São Paulo – O grupo Egyptian Traders Co., que trabalha com importação de commodities, tem interesse em abrir uma trading para produtos acabados, principalmente alimentos. O trader do grupo, Marwan El Fouly, participou ontem (23), em São Paulo, dos encontros de negócios da Associação Brasileira de Supermercados (Abras) e se interessou por produtos diferentes. “No mercado egípcio precisamos de novidades”, afirmou.
Uma das empresas que chamou a atenção de Fouly foi a Vapza, fabricante de alimentos processados embalados a vácuo, com sede no Paraná. “Achei os produtos muito interessantes”, disse o trader, que adorou a embalagem transparente, os legumes descascados e picados prontos para o cozimento. Segundo informações da empresa, o processo realizado pela Vapza permite cozinhar os alimentos dentro da própria embalagem, evitando o uso de conservantes e outros produtos químicos.
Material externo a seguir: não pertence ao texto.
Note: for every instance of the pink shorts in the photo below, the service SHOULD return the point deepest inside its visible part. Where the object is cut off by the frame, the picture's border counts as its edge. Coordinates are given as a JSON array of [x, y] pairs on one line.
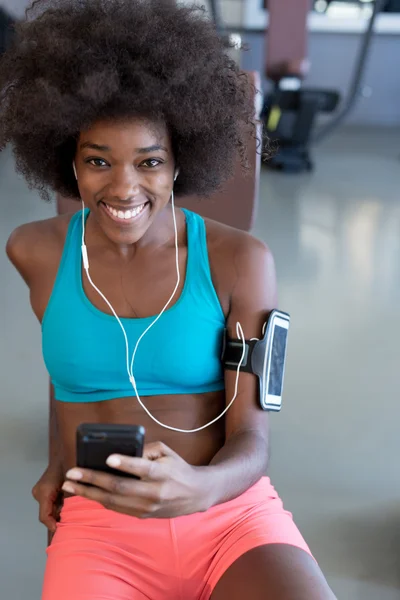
[[97, 554]]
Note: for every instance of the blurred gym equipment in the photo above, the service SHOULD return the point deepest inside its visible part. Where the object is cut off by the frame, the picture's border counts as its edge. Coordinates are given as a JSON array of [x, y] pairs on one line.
[[290, 111]]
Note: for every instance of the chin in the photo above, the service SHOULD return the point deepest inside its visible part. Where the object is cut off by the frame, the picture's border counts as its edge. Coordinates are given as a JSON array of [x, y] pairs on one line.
[[125, 227]]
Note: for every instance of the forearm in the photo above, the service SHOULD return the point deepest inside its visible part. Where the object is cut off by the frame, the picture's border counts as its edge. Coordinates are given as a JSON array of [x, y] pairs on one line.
[[54, 449], [240, 463]]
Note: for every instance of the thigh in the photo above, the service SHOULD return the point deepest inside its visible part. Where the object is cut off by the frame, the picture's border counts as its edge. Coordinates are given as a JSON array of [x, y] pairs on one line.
[[82, 570], [273, 572]]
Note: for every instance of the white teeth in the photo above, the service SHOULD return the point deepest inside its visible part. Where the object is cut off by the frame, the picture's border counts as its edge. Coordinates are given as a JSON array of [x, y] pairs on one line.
[[127, 214]]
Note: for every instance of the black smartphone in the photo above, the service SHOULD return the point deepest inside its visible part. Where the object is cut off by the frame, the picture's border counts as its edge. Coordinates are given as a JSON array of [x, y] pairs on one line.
[[96, 441]]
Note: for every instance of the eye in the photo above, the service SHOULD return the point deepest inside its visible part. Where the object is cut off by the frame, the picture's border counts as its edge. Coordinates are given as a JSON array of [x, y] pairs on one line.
[[97, 162], [150, 163]]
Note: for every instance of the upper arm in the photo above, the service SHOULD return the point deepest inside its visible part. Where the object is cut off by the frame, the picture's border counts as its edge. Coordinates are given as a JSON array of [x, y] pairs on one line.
[[254, 296]]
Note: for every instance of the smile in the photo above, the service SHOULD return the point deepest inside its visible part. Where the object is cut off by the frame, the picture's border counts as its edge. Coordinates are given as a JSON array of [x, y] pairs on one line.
[[124, 215]]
Outro produto que interessou o trader foi o café solúvel. Entre as empresas de café que falaram com Fouly estavam Café Bom Dia e Sara Lee Cafés, detentora das marcas Pilão, Café do Ponto, Caboclo e Seleto. “O Brasil tem produtos de muita qualidade, mas é preciso investir mais no mercado externo”, disse Fouly, que desconhecia a variedade dos produtos brasileiros.
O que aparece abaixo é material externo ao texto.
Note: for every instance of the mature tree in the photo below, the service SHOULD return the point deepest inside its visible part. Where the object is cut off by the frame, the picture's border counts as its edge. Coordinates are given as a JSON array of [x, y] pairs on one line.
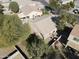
[[36, 46], [12, 30], [54, 4], [14, 7], [1, 9], [68, 6]]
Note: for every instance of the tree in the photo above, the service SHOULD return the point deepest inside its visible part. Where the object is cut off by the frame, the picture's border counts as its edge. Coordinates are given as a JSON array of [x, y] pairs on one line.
[[14, 7], [66, 19], [12, 30], [68, 6], [1, 9], [36, 46], [54, 4]]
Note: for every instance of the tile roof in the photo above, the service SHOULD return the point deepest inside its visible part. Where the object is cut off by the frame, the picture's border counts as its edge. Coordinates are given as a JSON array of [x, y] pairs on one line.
[[44, 25]]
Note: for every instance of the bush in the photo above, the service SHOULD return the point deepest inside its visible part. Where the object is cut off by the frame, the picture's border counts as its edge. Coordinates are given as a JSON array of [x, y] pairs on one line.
[[13, 6]]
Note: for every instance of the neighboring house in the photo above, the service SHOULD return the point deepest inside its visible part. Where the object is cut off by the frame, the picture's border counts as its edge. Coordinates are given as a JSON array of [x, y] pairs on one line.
[[65, 1], [44, 27], [31, 11], [73, 40]]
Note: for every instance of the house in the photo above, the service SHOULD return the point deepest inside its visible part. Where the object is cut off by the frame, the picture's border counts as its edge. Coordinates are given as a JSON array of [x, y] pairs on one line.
[[31, 10], [44, 27], [73, 39], [65, 1]]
Segundo ele, além das fabricantes de alimentos, outras empresas brasileiras apresentaram itens interessantes. “Gostei muito dos climatizadores evaporativos. No Egito temos um clima muito quente e seco”, disse ele, que se referiu aos equipamentos da Joape, fabricante de diversos tipos de climatizadores de ar. De acordo com o gerente de comércio exterior da empresa, Lucas Pohlmann, a conversa com o egípcio foi muito produtiva. “Foi o melhor feedback que tive nas rodadas”, afirmou.
A Joape, com sede no Rio Grande do Sul, já exporta para mais de 20 países e fez uma exportação para o Egito no ano passado. “Vemos um potencial muito grande no mercado árabe”, disse Pohlmann, que ficou de mandar por e-mail uma tabela de preços para o trader.
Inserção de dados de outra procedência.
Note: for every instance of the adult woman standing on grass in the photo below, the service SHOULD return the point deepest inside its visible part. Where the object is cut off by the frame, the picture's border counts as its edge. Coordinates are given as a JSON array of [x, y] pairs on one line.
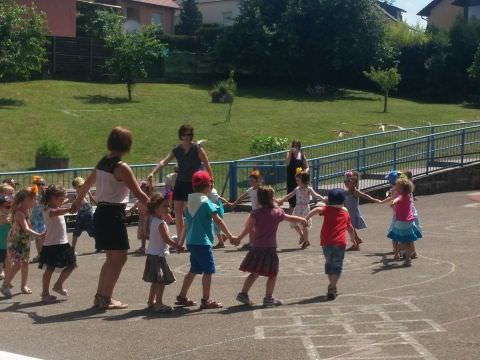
[[189, 156], [114, 180], [295, 159]]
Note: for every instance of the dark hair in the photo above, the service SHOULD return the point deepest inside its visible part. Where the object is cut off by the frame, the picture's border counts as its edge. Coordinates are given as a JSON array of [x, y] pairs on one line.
[[155, 202], [296, 143], [183, 129], [120, 139], [51, 192], [304, 177], [265, 196]]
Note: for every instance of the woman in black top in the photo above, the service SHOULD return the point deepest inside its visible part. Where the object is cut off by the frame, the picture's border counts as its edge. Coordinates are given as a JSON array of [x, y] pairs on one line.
[[190, 157], [295, 159]]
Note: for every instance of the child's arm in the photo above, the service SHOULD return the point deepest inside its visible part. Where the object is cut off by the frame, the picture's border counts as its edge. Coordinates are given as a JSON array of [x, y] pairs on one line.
[[367, 197], [249, 224], [162, 228], [22, 221]]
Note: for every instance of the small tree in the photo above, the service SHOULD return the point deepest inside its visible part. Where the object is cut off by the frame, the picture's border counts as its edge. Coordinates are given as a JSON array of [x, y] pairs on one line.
[[133, 52], [387, 80], [190, 18], [22, 41]]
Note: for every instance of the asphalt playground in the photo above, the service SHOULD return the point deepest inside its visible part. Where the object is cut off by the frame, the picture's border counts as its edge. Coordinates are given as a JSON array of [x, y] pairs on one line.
[[384, 311]]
O grupo egípcio tem seis empresas, sendo uma fabricante de ração animal. Os principais produtos importados pelo grupo são trigo, soja, açúcar, café e milho. O trigo é importado, principalmente, da Rússia e Estados Unidos; o milho, do Brasil e Estados Unidos; a soja, dos Estados Unidos e Argentina; açúcar, da Índia e Brasil; o café, Indonésia, Vietnã e Índia. “Temos muito interesse em comprar mais commodities do Brasil, mas é difícil achar fornecedores”, disse Fouly.
Além de importação, o grupo também exporta arroz egípcio para o mercado árabe e trigo para Síria e Líbia. A empresa movimentou o equivalente a US$ 230 milhões no ano passado, com um faturamento de cerca de US$ 90 milhões. Segundo o trader, os números devem cair este ano devido à crise mundial.
De acordo com o gerente internacional da Abras, Cláudio Macedo, essa foi a primeira vez que importadores árabes foram convidados para o evento. “A idéia era ter trazido um grupo de 10 compradores, mas não foi possível”, disse ele, que acredita que para o próximo ano a entidade, em pareceria com a Câmara de Comércio Árabe Brasileira, pode conseguir trazer um grupo maior.
A terceira edição dos encontros de negócios tem demonstrado resultados positivos. Em 2007 as rodadas foram compostas por 12 compradores internacionais, em 2008 por 18 e este ano por 24. No primeiro ano, a expectativa de negócios era de US$ 40 milhões em 12 meses e, para esta edição, a expectativa é dobrar o valor. Os encontros continuam até hoje no WTC Sheraton.